After Jagmohan took over as the governor in 1990 when militancy was at its peak and Dr Farooq had resigned, the allotments were reexamined. Finally, the Raj Bhawan cancelled all the allotments through an order issued on February 23, 1990. He even directed the refunding of the money in case of lawmakers who had paid the costs.
After Jagmohan was recalled in May 1990, implementation of the order was delayed permitting legislators and ministers to raise soft loans and construct new house. After Dr Farooq returned to power, the order was eventually reversed in 1998 and the plots were re-allotted.
Interesting part of the story is that quite a few lawmakers, mostly from Kashmir, live in Roopnagar. All others have sold the plot as it fetched them 100-200 times more!
Since developmental activities are increasingly centralized as central sponsored schemes and tied grant make the bulk of public spending in states, the idea of constituency development fund (CDF) emerged the only way out for lawmakers and parliamentarians to address the pressing developmental demands for their vote banks. This money is controlled and prioritized by the lawmakers directly to the extent that they choose the job and invariably the executing agency. CDF witnessed a massive hike in last few years.
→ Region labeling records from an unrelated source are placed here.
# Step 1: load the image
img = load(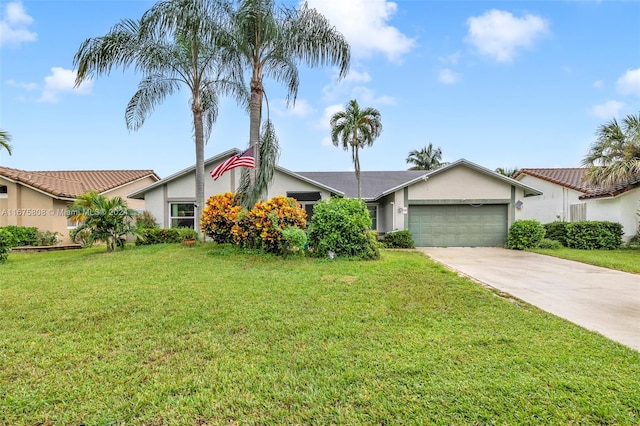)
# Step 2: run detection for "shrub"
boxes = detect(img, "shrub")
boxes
[241,195,307,254]
[544,221,569,247]
[308,198,380,259]
[282,226,307,255]
[136,210,160,229]
[200,192,246,244]
[0,228,14,263]
[538,238,563,250]
[69,228,93,247]
[383,231,415,248]
[136,228,183,246]
[33,231,60,246]
[567,221,624,250]
[507,220,545,250]
[2,225,38,247]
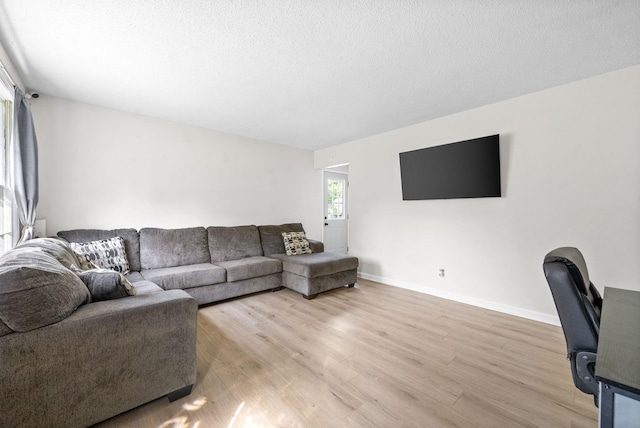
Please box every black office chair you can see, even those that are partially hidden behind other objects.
[543,247,602,406]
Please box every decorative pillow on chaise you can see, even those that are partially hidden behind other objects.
[282,232,311,256]
[78,269,136,302]
[69,236,129,275]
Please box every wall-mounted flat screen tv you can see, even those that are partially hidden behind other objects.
[400,135,502,201]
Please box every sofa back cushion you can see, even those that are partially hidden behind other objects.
[140,227,211,269]
[207,226,262,263]
[58,229,141,272]
[19,238,83,272]
[258,223,304,256]
[0,247,90,332]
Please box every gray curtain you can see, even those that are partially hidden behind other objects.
[13,86,38,242]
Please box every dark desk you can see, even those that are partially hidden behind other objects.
[596,288,640,428]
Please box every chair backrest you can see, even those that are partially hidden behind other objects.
[543,247,602,394]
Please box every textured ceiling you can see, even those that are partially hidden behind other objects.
[0,0,640,149]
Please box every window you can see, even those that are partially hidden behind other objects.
[0,75,17,254]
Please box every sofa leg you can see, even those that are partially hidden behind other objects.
[167,384,193,402]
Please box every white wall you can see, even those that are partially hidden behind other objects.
[31,96,321,239]
[314,66,640,323]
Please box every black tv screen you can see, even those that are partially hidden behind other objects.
[400,135,502,201]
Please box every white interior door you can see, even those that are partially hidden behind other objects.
[322,171,349,254]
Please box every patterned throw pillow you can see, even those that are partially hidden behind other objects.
[78,268,136,302]
[282,232,311,256]
[70,236,129,275]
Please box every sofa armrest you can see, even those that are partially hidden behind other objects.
[0,290,198,426]
[307,238,324,253]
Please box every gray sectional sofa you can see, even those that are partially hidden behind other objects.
[0,223,358,427]
[0,238,198,427]
[58,223,358,305]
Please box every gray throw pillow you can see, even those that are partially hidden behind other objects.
[78,269,136,302]
[0,247,91,332]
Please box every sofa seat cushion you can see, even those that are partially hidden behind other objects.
[78,268,136,302]
[140,227,211,270]
[141,263,227,290]
[207,226,262,263]
[216,256,282,282]
[18,238,83,272]
[270,253,358,278]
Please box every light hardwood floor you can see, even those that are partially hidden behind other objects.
[99,279,597,428]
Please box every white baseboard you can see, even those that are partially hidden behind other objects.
[358,272,560,325]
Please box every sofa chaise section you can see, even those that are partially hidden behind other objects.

CDF was hiked last time by PDP in 2004 from Rs 25 lakh to Rs 35 lakh a year which was later increased to Rs 50 lakh. Then Omar changed it to Rs 1.50 crore a year.
With the rise of panchayat’s, the lawmakers are getting increasingly restive. They were the main problem behind Omar government’s delayed transfer of powers to the Panchayat Raj Institutions (PRI) because lot of resource is being directly transferred to them. As Panchayat’s are becoming new power centres at ground zero, there is a thought-process going on in the political class that instead of district, it should be the constituency that must become the basic developmental space. The argument is that there are constituencies that fall in two districts and they are unable to manage adequate resources fairly from the two development boards. This might lead to the rise of constituencies as the new growth centres with the lawmakers as the boss.
Officials said the yearly expenditure of the twin legislative bodies must be around Rs 20 core, mostly for the legislative assembly because its members are nearly two third more than the council.